The Air Force is facing the possibility that it may not have pilots with this kind of experience or flying hours. The June 2018 issue of Air Force Magazine states, “The Air Force is short roughly 2,000 pilots, and the service is working 66 different initiatives it hopes will bring on larger numbers of new pilots and retain more of the pilots it does have. Changes include financial incentives, quality of life improvements, and more flying time, Chief of Staff Gen David L. Goldfein told House appropriators in March.”

It is no secret that a large portion of active duty pilots are going to the airlines where the pay may be better, there are no OPRs to worry about, and the CBTs are held to a minimum. Other perceived advantages of civilian life include less time away from home, stability, choice in where to live, and a primary job of actually flying instead of managing parts of an enterprise. In short, many pilots believe the airlines offer a better overall quality of life than the military, and the monetary incentives do not bridge the gap.

So the active duty Air Force has a problem, but what about the Guard and Reserve? The December 2017, Air Force Times mentions how Gen Joseph Lengyel, Chief of the National Guard Bureau, is concerned about how the Guard is “a couple hundred pilots short when it comes to full-time positions.” Many full-time, seasoned National Guard and Reserve pilots have also gone the civilian airline route. Although still flying for the military, their participation is not going to be that of a full-time influential instructor. Hence, Lengyel goes on to state, “From our standpoint, what the Air Force lacks is enough experienced pilots to grow the young pilots.”

Overall, we have many veteran aviators going on to greener pastures, and they are taking their years and years of flying knowledge and competence with them. Unfortunately, there is no complete, all-encompassing fix in sight. Essentially we are losing the experience, wisdom, and mentorship the crusty old dogs would ideally have been passing on to all the new pilots beginning their careers in the Air Force.

The status of the new pilots coming into the Air Force is our dilemma because those coming out of pilot training reach their MDS-specific training with a whopping 220 or so hours. And some MDS training has now become so simulator-centric that folks are lucky to come out with 30 or more hours from there. The fast-paced, hair-on-fire training that goes on for these young aviators during this time is not ideal for building the air sense, skill, and wisdom necessary to achieve the kind of positive outcomes that Flights 232 and 1549 had.

Going back to Sully’s insightful words, we have to ask ourselves what those remaining in the Air Force can do to improve this situation. We can not speed experience up as it is a function of time, but we do have control over education and training. It is time to double-down and make every flying and flying-related event count. Make sure that lessons are being gleaned from even the most mundane of sorties.
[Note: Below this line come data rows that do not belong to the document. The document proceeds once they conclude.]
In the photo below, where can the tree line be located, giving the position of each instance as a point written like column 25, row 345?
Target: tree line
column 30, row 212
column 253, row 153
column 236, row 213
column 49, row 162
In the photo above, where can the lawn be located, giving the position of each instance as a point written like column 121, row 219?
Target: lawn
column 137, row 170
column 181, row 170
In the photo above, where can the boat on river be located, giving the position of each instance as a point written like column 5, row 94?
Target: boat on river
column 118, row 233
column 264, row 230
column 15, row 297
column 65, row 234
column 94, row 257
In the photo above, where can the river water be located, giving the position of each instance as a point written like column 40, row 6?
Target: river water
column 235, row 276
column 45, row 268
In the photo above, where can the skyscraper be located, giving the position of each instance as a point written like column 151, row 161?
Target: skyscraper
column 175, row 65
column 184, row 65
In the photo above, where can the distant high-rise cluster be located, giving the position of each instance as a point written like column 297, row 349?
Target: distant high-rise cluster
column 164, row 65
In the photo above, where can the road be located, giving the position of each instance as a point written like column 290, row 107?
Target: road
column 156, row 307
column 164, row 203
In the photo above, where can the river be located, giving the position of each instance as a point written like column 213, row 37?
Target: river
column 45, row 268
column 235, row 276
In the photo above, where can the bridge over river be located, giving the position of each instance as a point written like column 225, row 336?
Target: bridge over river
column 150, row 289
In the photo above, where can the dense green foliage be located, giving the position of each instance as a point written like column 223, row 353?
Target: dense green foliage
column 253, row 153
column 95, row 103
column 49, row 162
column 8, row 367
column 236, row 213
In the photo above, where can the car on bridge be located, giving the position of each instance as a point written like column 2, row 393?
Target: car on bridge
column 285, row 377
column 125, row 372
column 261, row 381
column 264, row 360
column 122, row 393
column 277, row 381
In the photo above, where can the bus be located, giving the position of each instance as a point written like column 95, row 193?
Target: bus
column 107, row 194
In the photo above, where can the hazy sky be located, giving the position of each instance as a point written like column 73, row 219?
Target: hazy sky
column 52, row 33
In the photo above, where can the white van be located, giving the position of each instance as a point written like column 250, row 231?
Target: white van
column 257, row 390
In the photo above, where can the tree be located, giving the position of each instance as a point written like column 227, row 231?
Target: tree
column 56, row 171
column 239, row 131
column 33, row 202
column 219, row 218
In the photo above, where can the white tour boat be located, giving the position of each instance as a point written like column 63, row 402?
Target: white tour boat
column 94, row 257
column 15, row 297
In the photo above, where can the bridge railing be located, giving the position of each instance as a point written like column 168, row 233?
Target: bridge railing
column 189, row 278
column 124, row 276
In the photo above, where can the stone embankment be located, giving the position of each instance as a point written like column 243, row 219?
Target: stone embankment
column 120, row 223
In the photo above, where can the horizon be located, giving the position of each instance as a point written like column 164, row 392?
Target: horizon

Hangar fly and learn from the ASAPs submitted by others. Mentorship will have to be at the forefront of every aviator’s mind. In essence, what is going to keep the Air Force moving and safe in this pickle is if each of us remaining instructors and evaluators ensure the deposits we put into the bank of experience, education, and training of our young Air Force aviators are large and frequent so that when it is time to make a withdrawal, the balance is substantial enough to handle the unexpected.